原作は吉川英治であるが、脚本の大部分を担当した池端俊策の独自のエッセンスが加わっており、藤夜叉(足利尊氏の側室で「越前局」の名で古典『太平記』に登場する人物)や不知哉丸(尊氏の庶長子・足利直冬の幼名)など、吉川が創作した一部人名を使っていることを除けば、ほとんど池端のオリジナル脚本といって良い(琵琶法師の覚一や吉田兼好など、原作では重要な役回りを務める人物も大半は登場しない)。
細かい部分で史実と異なる描写や考証的におかしな所(佐々木道誉や長崎円喜など、法号で登場するにもかかわらず法体でない人物が多かったり、早世した尊氏の異母兄・高義の存在が全くなかったことにされていて、尊氏が貞氏の嫡長子として描かれていることなど)もあるが、強引な歴史解釈もなく脚本は丁寧で、ともすれば視聴者が混乱してしまうような、複雑怪奇な時代背景でありながら、最後まで見る側を飽きさせない内容になっていた。
また脚本の面白さに加えて、大河ドラマ史上最高と評される絶妙なキャスティングと、俳優陣の見事な演技も物語の面白さを増幅させている感がある。
個人的に印象的なキャステキングを挙げれば、まず筆頭は北条高時演じる「鶴ちゃん」こと片岡鶴太郎で、序盤から登場することもあってインパクトと言う点では高時の右に出るキャラクタはいないだろう。
彼が画面に出るだけでその場を全部持っていくと言うか、色々な意味で存在感がすさまじく、ある意味では前半部の主人公と言うべき感があった。
若き日の尊氏に影響与える人物として、対称的な形で登場するのがこの高時と後醍醐天皇であるが、片岡鶴太郎の「狂気」と、後醍醐天皇演じる片岡孝夫(現・十五代目片岡仁左衛門)の「高貴」な印象のコントラストも見事であった。
また陣内孝則の佐々木道(導)誉、近藤正臣の老獪な北畠親房、故・フランキー堺の「悪の総本山」的な長崎円喜などもはまり役で、他にも、最初は尊氏に仕える寡黙で従順な執事と言う「らしくない」キャラクタで登場するも、後半になって徐々に病んだ感じの「怪演」が出てくる高師直役の柄本明も流石である。
唯一ミスキャストを挙げれば、足利直義はもう少しクレヴァーで温厚なイメージなのだが、演じる高嶋政伸は少し直情径行過ぎたように思う(あくまで私の中での直義のイメージであるが)。
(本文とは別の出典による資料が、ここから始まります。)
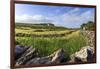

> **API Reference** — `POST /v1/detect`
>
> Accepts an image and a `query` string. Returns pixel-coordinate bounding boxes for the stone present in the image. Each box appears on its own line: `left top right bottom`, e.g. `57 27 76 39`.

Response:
70 46 93 62
26 57 51 65
15 45 29 60
50 48 65 64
ただ、原作でもそうであるが、本作では尊氏が段々と政治家的な「ずるい」部分を見せてくるのに対し、直義は最後まで純粋で正直な人物で、自分の作品とも言うべき幕府の政治に強い思い入れを持っている設定のため、それを強調するためにやや直情径行のキャラクタにしたのかも知れず、そう言う意図として理解すれば高嶋政伸は適任だったかも知れない。
足利尊氏演じる主演の真田広之は、これはほめ言葉かどうかわからないが、大味で時に優柔不断の足利尊氏役がよく似合っている。
物語の内容に関する感想としては、前述のように丁寧に作られた印象のある作品で、非常に歴史に真摯な姿勢が感じられ、例えば、作中は尊氏は度々「民のための政を行う」とか「太平の世を作る」とか言う旨の発言しているが、響きが昨今の大河ドラマみたいにいやらしくならないのが印象的で、このあたりは描き方のうまさであろう。
個人的にストーリーで好きなポイントは、これまた前述した高時と後醍醐の対比と、物語の冒頭で登場する御神体の「正体」であった朽ち木(これが高時と鎌倉幕府を象徴している)が、要所要所で物語のキーとして登場し、最後まで伏線になって行く所で、これは非常にうまいと思う。
この「朽ち木」のシーンがあるために、大河ドラマ作品にしては珍しく、本放送終了後に放送される総集編も無理な切り貼り感が少なく、大変うまい作りになっていた。
逆に物足りない所を言えば、所々で話が「雑」になる箇所が出てきて、その点が少し気になった(例えば、尺の都合かも知れないが、千種忠顕や名和長年などは、主要キャストであるにもかかわらず、いつの間にか戦死したことになっている)。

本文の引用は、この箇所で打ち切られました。